You mean codepoints or maybe grapheme clusters?

Anyways yeah it’s a little more complicated but the principle of being able to truncate a string without splitting a codepoint in O(1) is still useful

spankalee|5 months ago

Wouldn't you only need to read backwards at most 3 bytes to see if you were currently at a continuation byte? With a max multi-byte size of 4 bytes, if you don't see a multi-byte start character by then you would know it's a single-byte char.

I wonder if a reason is similar though: error recovery when working with libraries that aren't UTF-8 aware. If you slice naively slice an array of UTF-8 bytes, a UTf-8 aware library can ignore malformed leading and trailing bytes and get some reasonable string out of it.

Sharlin|5 months ago

It’s not always possible to read backwards.

jancsika|5 months ago

> Having the continuation bytes always start with the bits `10` also make it possible to seek to any random byte, and trivially know if you're at the beginning of a character or at a continuation byte like you mentioned, so you can easily find the beginning of the next or previous character.

Given four byte maximum, it's a similarly trivial algo for the other case you mention.

The main difference I see is that UTF8 increases the chance of catching and flagging an error in the stream. E.g., any non-ASCII byte that is missing from the stream is highly likely to cause an invalid sequence.

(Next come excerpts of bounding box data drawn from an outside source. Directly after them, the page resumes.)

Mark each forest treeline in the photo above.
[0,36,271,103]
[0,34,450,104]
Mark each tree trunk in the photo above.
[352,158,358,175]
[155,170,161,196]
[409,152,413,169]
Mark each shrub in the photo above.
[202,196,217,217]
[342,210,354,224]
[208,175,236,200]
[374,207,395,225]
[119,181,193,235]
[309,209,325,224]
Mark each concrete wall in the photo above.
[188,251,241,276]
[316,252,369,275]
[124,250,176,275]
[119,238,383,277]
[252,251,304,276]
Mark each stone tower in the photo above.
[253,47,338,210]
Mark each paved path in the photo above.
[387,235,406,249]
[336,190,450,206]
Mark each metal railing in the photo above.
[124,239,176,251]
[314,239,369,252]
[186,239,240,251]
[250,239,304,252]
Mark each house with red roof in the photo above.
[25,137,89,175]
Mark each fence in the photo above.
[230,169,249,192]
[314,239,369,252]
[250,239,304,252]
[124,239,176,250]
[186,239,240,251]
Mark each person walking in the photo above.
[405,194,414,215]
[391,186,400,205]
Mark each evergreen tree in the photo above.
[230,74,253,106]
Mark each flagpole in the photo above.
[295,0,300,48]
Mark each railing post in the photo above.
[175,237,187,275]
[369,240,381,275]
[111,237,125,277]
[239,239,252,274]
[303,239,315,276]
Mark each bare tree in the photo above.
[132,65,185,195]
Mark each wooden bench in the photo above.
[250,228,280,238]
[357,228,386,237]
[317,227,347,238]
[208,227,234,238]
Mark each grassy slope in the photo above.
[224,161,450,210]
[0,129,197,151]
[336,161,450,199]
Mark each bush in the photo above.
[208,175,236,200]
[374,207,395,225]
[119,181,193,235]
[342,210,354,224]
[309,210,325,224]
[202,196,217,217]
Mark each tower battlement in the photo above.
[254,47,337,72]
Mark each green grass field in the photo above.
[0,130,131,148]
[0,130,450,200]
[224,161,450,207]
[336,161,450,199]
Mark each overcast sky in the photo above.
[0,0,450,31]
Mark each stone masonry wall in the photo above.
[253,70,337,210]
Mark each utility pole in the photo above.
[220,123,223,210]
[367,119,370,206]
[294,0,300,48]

Whereas with the other case you mention the continuation bytes would cause silent errors (since an ASCII character would be indecipherable from continuation bytes).

Encoding gurus-- am I right?

KingLancelot|5 months ago

[deleted]

thesz|5 months ago

> so you can easily find the beginning of the next or previous character.

It is not true [1]. While it is not UTF-8 problem per se, it is a problem of how UTF-8 is being used.

[1] https://paulbutler.org/2025/smuggling-arbitrary-data-through...

layer8|5 months ago

Parent means “character” as defined here in Unicode: https://www.unicode.org/versions/Unicode17.0.0/core-spec/cha..., effectively code points. Meanings 2 and 3 in the Unicode glossary here: https://www.unicode.org/glossary/#character

1oooqooq|5 months ago

so you replace one costly sweeping with a costly sweeping. i wouldn't call that an advantage in any way over junping n bytes.

what you describe is the bare minimum so you even know what you are searching for while you scan pretty much everything every time.

hk__2|5 months ago

What do you mean? What would you suggest instead? Fixed-length encoding? It would take a looot of space given all the character variations you can have.